In most organizations the application of design thinking involves seven activities. Each generates a clear output that the next activity converts to another output until the organization arrives at an implementable innovation. But at a deeper level, something else is happening—something that executives generally are not aware of. Though ostensibly geared to understanding and molding the experiences of customers, each design-thinking activity also reshapes the experiences of the innovators themselves in profound ways.

  1. Customer Discovery – understanding the users’ job(s) to be done. 
  2. Immersion – role playing to feel, see, think, touch, experience everything the customer feels
  3. Sense Making – mapping patterns into clusters, data points, and key takeaways (with Post-It® notes)
  4. Alignment – building team consensus around what is the correct problem to be solving.
  5. Ideationdivergence of ideas to explore the most outlier potential solutions to accomplish the goal(s).
  6. Articulationconvergence of ‘achievable’ ideas to explore a select few from the wide basket of possibilities.
  7. Prototyping – developing rudimentary, hypothesis-driven tests that yield actionable responses/results to prove (or disprove) the solution’s ability to reduce friction and solve pain.

‘A design process to design a process’ I thought to myself. I had always figured my old late-night ‘brainstorming’ sessions over a glass of wine seemed to always produce a few clever, creative ideas.
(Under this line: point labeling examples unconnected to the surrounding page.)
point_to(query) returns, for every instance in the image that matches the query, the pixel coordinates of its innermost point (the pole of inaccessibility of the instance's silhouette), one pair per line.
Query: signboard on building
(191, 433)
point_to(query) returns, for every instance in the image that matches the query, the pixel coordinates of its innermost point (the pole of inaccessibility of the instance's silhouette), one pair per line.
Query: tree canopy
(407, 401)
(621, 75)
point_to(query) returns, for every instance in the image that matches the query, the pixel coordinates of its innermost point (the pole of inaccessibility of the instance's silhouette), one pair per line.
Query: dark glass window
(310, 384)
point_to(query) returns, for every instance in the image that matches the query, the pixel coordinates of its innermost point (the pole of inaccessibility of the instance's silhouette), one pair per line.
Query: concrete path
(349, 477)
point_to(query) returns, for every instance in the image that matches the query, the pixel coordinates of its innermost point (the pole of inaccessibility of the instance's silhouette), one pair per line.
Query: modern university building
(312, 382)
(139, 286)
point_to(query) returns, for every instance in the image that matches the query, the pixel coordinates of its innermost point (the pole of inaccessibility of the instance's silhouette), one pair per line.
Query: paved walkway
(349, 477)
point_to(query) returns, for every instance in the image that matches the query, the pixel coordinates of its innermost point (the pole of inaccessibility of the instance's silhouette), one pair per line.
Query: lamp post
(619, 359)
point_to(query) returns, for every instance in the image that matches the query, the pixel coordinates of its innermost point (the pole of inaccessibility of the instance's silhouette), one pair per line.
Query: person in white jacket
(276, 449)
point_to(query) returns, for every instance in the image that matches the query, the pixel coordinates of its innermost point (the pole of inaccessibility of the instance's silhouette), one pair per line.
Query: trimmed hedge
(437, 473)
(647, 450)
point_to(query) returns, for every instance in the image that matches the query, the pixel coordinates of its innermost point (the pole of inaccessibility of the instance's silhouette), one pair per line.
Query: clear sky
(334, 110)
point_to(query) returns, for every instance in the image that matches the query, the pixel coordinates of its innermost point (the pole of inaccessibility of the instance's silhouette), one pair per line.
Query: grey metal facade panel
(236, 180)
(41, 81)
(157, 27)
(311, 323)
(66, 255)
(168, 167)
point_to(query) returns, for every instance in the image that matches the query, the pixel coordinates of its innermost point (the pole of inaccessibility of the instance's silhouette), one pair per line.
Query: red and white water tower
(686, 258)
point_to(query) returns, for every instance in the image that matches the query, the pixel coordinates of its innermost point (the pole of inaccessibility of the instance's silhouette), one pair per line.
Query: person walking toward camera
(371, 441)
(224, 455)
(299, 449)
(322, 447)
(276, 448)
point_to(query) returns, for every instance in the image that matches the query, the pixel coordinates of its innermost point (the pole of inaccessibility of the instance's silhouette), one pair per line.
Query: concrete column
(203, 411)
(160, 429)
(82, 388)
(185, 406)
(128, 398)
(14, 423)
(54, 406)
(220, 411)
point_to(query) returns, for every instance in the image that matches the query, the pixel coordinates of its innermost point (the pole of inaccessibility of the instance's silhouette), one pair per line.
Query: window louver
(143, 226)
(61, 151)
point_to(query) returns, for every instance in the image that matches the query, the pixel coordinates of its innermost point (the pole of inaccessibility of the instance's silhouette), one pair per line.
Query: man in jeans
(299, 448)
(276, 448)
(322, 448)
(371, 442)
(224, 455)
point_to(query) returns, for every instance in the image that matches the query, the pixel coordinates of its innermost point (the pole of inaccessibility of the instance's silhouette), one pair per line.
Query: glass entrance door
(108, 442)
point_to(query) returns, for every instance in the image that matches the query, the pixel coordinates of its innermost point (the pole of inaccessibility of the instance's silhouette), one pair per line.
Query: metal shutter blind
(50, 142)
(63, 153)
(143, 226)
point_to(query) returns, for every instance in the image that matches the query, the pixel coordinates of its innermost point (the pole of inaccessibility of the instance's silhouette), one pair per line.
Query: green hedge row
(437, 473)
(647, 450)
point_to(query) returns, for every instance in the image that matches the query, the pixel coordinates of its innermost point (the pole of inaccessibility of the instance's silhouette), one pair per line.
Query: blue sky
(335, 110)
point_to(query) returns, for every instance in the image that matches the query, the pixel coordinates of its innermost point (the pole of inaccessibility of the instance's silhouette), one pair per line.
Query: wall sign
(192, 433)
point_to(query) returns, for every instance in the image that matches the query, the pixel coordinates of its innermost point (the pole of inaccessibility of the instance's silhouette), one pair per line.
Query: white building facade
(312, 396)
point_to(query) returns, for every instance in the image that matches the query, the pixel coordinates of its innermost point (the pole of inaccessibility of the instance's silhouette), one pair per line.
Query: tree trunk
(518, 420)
While on paper, Design Thinking seemed a bit redundant, in reality, it was quite the opposite. 

With one of my e-commerce sites, I quickly decided to implement the methodology to see if it was all that it was cracked up to be – here’s what I found out. 

I decided to contact a dozen or so customers (some frequent shoppers and others infrequent), to gauge their feedback on the site’s user experience. 

I’d ask each customer a series of the same 5 questions: 

1. If we removed one thing from our store, what would be the one thing that would cause you to begin to shop elsewhere and never return?

2. When something goes wrong with your order, what is the most frustrating part? 

3. What would be the one thing we could do that would pleasantly surprise you on your next order?

4. Tell us about a time when you used the products you purchased from our site, where it helped you accomplish something, and how that helped you?

5. If we disappeared tomorrow, or were unable to deliver the items to you for a month, how might you get the results you are seeking? Would you buy from someone else, if so who? Do you have another innovative solution to solve your need in a pinch?

The answers poured in like I’ve never seen before – some in anecdotal irony, others with an undertone of dismay, but all shrouded with varying degrees of emotion that helped me feel what my customers journeys were.  

The goal of Design Thinking, I realized in that very moment, was to feel. It wasn’t to sell. It wasn’t to reply. It was to feel

That feeling changed my life as both an entrepreneur and a startup advisor forever. The ability to empathize with another person on a deeply profound level, put myself in their shoes as they try to solve the pain in their life, and to share in the hope that the product that they discovered serendipitously on my website might actually free them from that struggle, well, that was eye-opening.

My old way of brainstorming was missing the most important piece – the user’s emotion. 

With Design Thinking, I now had a way, a framework, a strategy to uncover that emotion, and re-design all of the touch points of my user’s experience with that in mind. 

Today, as a startup advisor, I implore founders to throw out the business plan, put away the spreadsheet and the slide deck, and use Design Thinking to drive their companies forward. In so doing, they achieve incredible user feedback, design more innovative solutions that deeply resonate with customers, and use their customers as the fuel for innovation.

In today’s uncertain times, we must re-discover the journey of our customers that we once thought we knew, as emotions globally have changed for the foreseeable future. What we once knew must now be re-experienced, and our businesses must be re-imagined to serve those needs moving forward.